L’ancien président Mauritanien Mohamed Ould Abdel Aziz avait tout fait pour que le Sénégal ne soit pas membre du G5 Sahel, parce qu’il avait peur d’une certaine prééminence sénégalaise dans l’organisation. Le nouveau président Mauritanien Ghazouani a convié le Président du Sénégal à la réunion du G5 à Ndjamena et tout fait pour que le Sénégal intègre l’organisation, parce qu’il est convaincu qu’il est un acteur incontournable sur le plan militaire. Beaucoup d’eau a coulé sous les ponts entre les positions de Aziz et de Ghazouani, mais pendant tout ce temps, le Sénégal a continué à blinder sa frontière et à se préparer à la guerre de l’Est contre les jihadistes. C’est la bonne attitude.
C’est la meilleure doctrine militaire qui a toujours sauvé l’Angleterre. Elle a été résumée par Lord Palmerson : «L’Angleterre n’a pas d’alliés ou d’ennemis permanents, la seule constante est de se donner les moyens de défendre l’île.» C’est cette doctrine qui a sauvé notre pays de la partition, car ayant permis à l’Armée de gagner la guerre en Casamance.
Aujourd’hui, la Gambie et la Guinée Bissau qui sont nos plus grands alliés dans la sous-région ont été les plus grands soutiens du Mfdc, qui utilisait ces pays comme base arrière en plus des armes mises à la disposition des maquisards. Cette constante qui consiste à nous donner les moyens de défendre notre territoire avec ou sans le soutien d’alliés doit être la règle dans la préparation de la guerre de l’Est.
Ce qui fait de notre appartenance ou pas au G5 Sahel une simple variable. Si on y entre, allons-y avec les moyens de défendre notre territoire même si nos alliés sont défaillants. La débâcle de la France en juin 40 n’a pas empêché à l’Angleterre de faire face à l’armada nazie, lors des batailles d’Angleterre ou de l’Atlantique. Malgré la mise au pas par Napoléon Bonaparte de toute l’Europe continentale, la petite Angleterre s’est donné les moyens de résister et même de renverser la tendance en mettant fin au «règne du Dieu de la guerre» à Waterloo.
C’est du bon sens stratégique, car compter d’abord sur soi et refuser de sous-traiter sa sécurité permet de faire face à tous les scénarii, même les plus catastrophiques. Le Sénégal doit travailler à l’hypothèse de l’effondrement du Mali, avec des hordes jihadistes à Kayes, voulant continuer leur marche vers l’Atlantique. On doit travailler à l’hypothèse d’un retrait de la France, dont l’engagement au Mali nous a donné un sursis stratégique face aux jihadistes.

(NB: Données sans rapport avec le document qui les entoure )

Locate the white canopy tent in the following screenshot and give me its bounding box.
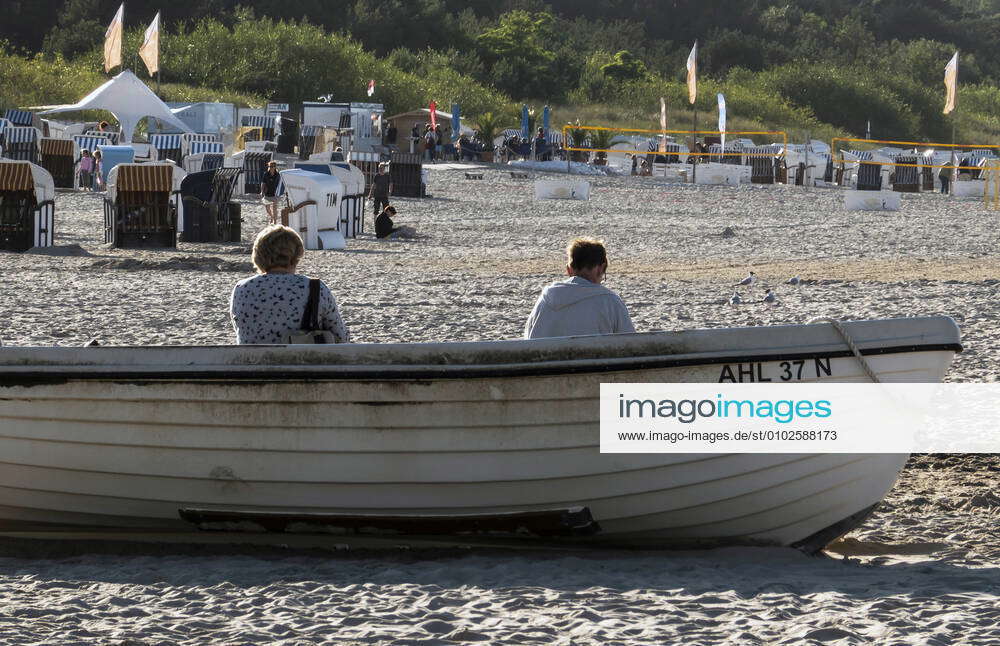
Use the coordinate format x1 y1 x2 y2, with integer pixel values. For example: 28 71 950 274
33 70 191 144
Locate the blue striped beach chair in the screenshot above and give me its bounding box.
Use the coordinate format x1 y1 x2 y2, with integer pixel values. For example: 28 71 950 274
149 134 182 162
240 116 275 141
3 108 35 127
0 160 55 252
0 125 42 164
847 150 882 191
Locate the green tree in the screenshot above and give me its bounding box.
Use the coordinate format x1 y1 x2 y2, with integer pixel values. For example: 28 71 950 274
477 10 556 98
601 49 647 82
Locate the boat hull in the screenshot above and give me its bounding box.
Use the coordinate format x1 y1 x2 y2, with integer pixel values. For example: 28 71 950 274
0 319 957 547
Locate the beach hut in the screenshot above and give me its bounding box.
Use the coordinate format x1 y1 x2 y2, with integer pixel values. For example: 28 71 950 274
38 137 80 188
281 168 347 249
0 126 42 164
104 163 186 248
179 168 243 242
149 134 183 162
389 153 424 197
299 101 384 151
0 160 56 251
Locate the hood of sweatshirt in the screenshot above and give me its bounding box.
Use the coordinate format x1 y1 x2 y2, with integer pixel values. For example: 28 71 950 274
542 276 609 310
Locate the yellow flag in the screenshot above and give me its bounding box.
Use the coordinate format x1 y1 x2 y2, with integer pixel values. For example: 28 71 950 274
660 96 667 153
688 40 698 105
104 2 125 72
139 11 160 76
944 52 958 114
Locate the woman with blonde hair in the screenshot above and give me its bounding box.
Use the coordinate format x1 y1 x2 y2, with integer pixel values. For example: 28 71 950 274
229 224 350 345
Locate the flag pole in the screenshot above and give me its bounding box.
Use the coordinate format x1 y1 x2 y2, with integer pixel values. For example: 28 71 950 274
691 102 698 184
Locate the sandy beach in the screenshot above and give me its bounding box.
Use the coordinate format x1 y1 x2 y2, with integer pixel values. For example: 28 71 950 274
0 165 1000 646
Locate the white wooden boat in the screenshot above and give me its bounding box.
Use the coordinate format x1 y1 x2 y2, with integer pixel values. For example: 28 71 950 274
0 317 961 549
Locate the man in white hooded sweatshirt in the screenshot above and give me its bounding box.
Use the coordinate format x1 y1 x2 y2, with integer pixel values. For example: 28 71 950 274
524 238 635 339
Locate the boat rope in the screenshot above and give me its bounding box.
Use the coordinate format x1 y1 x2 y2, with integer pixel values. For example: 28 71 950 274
806 316 881 384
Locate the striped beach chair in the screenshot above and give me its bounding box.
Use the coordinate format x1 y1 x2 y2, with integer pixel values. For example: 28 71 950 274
845 150 882 191
3 109 35 127
104 163 183 249
180 168 243 242
743 146 775 184
83 130 122 146
240 115 276 141
892 155 921 193
708 144 743 166
181 132 222 157
243 152 272 194
149 134 183 162
2 126 42 164
299 126 323 161
187 141 225 155
38 137 80 188
0 161 55 252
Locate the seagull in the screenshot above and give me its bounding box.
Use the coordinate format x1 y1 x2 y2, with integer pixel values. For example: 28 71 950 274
733 271 757 290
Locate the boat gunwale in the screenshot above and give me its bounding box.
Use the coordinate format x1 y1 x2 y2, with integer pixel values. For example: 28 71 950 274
0 342 963 387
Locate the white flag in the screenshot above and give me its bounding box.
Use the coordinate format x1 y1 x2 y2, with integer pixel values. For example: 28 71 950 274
104 2 125 72
139 11 160 76
660 96 667 153
944 52 958 114
688 40 698 105
719 92 726 152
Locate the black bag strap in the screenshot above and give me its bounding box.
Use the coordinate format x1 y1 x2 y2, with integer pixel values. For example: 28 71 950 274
301 278 319 330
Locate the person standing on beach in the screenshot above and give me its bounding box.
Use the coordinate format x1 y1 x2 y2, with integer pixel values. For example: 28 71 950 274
91 149 104 191
524 238 635 339
938 166 951 195
260 161 281 224
368 164 392 213
80 148 94 191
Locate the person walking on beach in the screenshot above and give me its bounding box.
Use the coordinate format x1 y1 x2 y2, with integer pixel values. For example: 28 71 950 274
91 150 104 191
229 224 350 345
524 238 635 339
424 123 437 162
368 164 392 213
260 161 281 224
80 148 94 191
938 166 951 195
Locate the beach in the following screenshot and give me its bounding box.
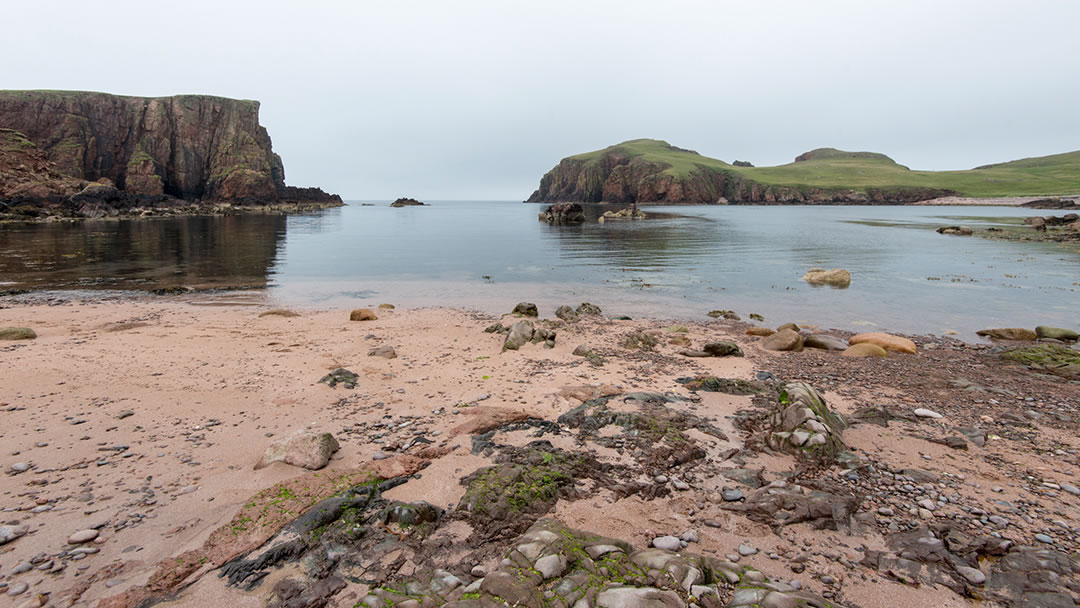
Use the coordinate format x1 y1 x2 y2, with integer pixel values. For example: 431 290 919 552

La plus grande implication de Tchad (1 200 hommes) est le signe annonciateur du retrait progressif de la France qui veut africaniser la lutte, comme les Américains ont à un certain moment vietnamisé la guerre du Vietnam pour se retirer. De toute façon, le départ de la France est juste une question de temps qui joue en faveur des jihadistes. Il interviendra soit à la suite d’une alternance politique en France ou d’une exigence de l’opinion après un attentat comme celui du Drakkar à Beyrouth.
Pour la France, le Mali est peut-être un problème de politique extérieure, mais pour nous c’est un problème de sécurité nationale, car si le Mali tombe, nous sommes la prochaine cible et nous serons en première ligne face à des jihadistes qui rêvent déjà de tremper leurs pieds dans l’Atlantique.
Le Tchad renforce sa présence pour, entre autres, les beaux yeux de Marianne, mais pour le Sénégal, c’est pour notre propre sécurité. C’est pourquoi nous devons nous donner les moyens de défendre notre territoire, mais aussi aider le Mali, le Tchad et la France à fixer les jihadistes sur place, car mieux vaut les combattre à Kidal qu’à Kidira.